Use isMask and move hasOneUse checks

samtebbs marked 4 inline comments as done.Sep 1 2020, 6:16 AM
samtebbs added inline comments.
llvm/lib/CodeGen/SelectionDAG/DAGCombiner.cpp
5302

Thanks, that's much cleaner.

samtebbs marked an inline comment as done.Sep 1 2020, 6:52 AM
samtebbs added inline comments.
llvm/test/CodeGen/Thumb2/mve-zext-masked-load.ll
3

It turns out I misunderstood. Here is the difference between codegen with and without this patch.

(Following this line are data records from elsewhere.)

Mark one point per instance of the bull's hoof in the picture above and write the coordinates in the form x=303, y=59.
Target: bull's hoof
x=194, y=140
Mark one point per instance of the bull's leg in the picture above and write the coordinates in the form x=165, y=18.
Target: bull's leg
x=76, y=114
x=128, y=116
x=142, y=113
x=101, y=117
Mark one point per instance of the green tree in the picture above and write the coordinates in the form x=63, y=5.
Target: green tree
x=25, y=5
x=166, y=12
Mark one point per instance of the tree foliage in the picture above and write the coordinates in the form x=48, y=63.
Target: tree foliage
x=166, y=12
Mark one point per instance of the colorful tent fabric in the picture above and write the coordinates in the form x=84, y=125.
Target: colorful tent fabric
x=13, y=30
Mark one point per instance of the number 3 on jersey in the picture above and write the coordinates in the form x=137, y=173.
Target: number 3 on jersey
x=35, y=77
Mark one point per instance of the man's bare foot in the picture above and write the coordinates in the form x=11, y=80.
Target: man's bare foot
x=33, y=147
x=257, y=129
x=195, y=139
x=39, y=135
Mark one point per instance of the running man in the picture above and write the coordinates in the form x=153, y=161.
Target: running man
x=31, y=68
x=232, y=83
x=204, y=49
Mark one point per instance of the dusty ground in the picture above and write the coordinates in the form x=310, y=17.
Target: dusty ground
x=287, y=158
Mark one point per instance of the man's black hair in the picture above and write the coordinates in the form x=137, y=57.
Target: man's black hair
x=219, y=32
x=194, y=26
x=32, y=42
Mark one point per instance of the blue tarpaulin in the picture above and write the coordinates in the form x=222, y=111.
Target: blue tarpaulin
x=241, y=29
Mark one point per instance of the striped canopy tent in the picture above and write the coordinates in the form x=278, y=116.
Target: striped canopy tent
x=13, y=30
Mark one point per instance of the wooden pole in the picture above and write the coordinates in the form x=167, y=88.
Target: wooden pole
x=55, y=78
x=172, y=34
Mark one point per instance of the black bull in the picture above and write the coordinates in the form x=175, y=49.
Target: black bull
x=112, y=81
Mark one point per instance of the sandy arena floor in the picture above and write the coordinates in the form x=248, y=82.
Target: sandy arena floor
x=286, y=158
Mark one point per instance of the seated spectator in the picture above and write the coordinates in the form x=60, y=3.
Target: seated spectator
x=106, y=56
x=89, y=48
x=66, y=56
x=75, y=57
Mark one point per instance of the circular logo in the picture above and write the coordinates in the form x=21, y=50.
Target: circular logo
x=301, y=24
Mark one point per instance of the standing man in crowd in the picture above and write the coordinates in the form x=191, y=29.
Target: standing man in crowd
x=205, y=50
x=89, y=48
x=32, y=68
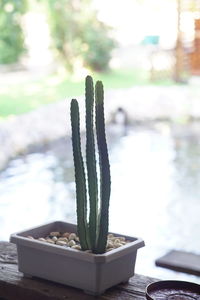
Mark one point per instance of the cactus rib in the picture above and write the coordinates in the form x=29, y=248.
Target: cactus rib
x=105, y=181
x=91, y=161
x=81, y=191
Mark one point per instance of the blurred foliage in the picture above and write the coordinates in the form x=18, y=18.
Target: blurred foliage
x=78, y=36
x=11, y=34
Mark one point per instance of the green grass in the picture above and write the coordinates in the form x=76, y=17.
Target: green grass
x=27, y=95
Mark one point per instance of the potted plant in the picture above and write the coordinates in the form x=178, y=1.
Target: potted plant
x=83, y=255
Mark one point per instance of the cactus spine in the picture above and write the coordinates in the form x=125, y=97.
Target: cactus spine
x=92, y=234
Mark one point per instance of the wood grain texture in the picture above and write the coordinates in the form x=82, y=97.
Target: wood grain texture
x=180, y=261
x=14, y=286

samtebbs added inline comments.Sep 1 2020, 6:55 AM
llvm/test/CodeGen/Thumb2/mve-zext-masked-load.ll
3
diff --git a/llvm/test/CodeGen/Thumb2/mve-zext-masked-load.ll b/llvm/test/CodeGen/Thumb2/mve-zext-masked-load.ll
index 5db6637ca81..9696827d846 100644
--- a/llvm/test/CodeGen/Thumb2/mve-zext-masked-load.ll
+++ b/llvm/test/CodeGen/Thumb2/mve-zext-masked-load.ll
@@ -7,10 +7,8 @@ define arm_aapcs_vfpcc <4 x float> @foo_v4i16(<4 x i16>* nocapture readonly %pSr
 ; CHECK-NEXT:    vmovlb.s16 q0, q0
 ; CHECK-NEXT:    vpt.s32 lt, q0, zr
 ; CHECK-NEXT:    vldrht.u32 q0, [r0]
-; CHECK-NEXT:    vmovlb.u16 q0, q0
 ; CHECK-NEXT:    vcvt.f32.u32 q0, q0
 ; CHECK-NEXT:    bx lr
-; CHECK-OLD-NEXT:    vmovlb.u16 q0, q0
 entry:
   %active.lane.mask = icmp slt <4 x i16> %a, zeroinitializer
   %wide.masked.load = call <4 x i16> @llvm.masked.load.v4i16.p0v4i16(<4 x i16>* %pSrc, i32 2, <4 x i1> %active.lane.mask, <4 x i16> undef)
@@ -24,10 +22,8 @@ define arm_aapcs_vfpcc <8 x half> @foo_v8i8(<8 x i8>* nocapture readonly %pSrc,
 ; CHECK-NEXT:    vmovlb.s8 q0, q0
 ; CHECK-NEXT:    vpt.s16 lt, q0, zr
 ; CHECK-NEXT:    vldrbt.u16 q0, [r0]
-; CHECK-NEXT:    vmovlb.u8 q0, q0
 ; CHECK-NEXT:    vcvt.f16.u16 q0, q0
 ; CHECK-NEXT:    bx lr
-; CHECK-OLD-NEXT:    vmovlb.u8 q0, q0
 entry:
   %active.lane.mask = icmp slt <8 x i8> %a, zeroinitializer
   %wide.masked.load = call <8 x i8> @llvm.masked.load.v8i8.p0v8i8(<8 x i8>* %pSrc, i32 1, <8 x i1> %active.lane.mask, <8 x i8> undef)
@@ -39,15 +35,11 @@ define arm_aapcs_vfpcc <4 x float> @foo_v4i8(<4 x i8>* nocapture readonly %pSrc,
 ; CHECK-LABEL: foo_v4i8:
 ; CHECK:       @ %bb.0: @ %entry
 ; CHECK-NEXT:    vmovlb.s8 q0, q0
-; CHECK-NEXT:    vmov.i32 q1, #0xff
 ; CHECK-NEXT:    vmovlb.s16 q0, q0
 ; CHECK-NEXT:    vpt.s32 lt, q0, zr
 ; CHECK-NEXT:    vldrbt.u32 q0, [r0]
-; CHECK-NEXT:    vand q0, q0, q1
 ; CHECK-NEXT:    vcvt.f32.u32 q0, q0
 ; CHECK-NEXT:    bx lr
-; CHECK-OLD-NEXT:    vmov.i32 q1, #0xff
-; CHECK-OLD-NEXT:    vand q0, q0, q1
 entry:
   %active.lane.mask = icmp slt <4 x i8> %a, zeroinitializer
   %wide.masked.load = call <4 x i8> @llvm.masked.load.v4i8.p0v4i8(<4 x i8>* %pSrc, i32 1, <4 x i1> %active.lane.mask, <4 x i8> undef)
RKSimon added inline comments.Sep 1 2020, 6:58 AM
llvm/test/CodeGen/Thumb2/mve-zext-masked-load.ll
3

Can you commit this test with trunk's current codegen, then rebase this patch so it shows the delta.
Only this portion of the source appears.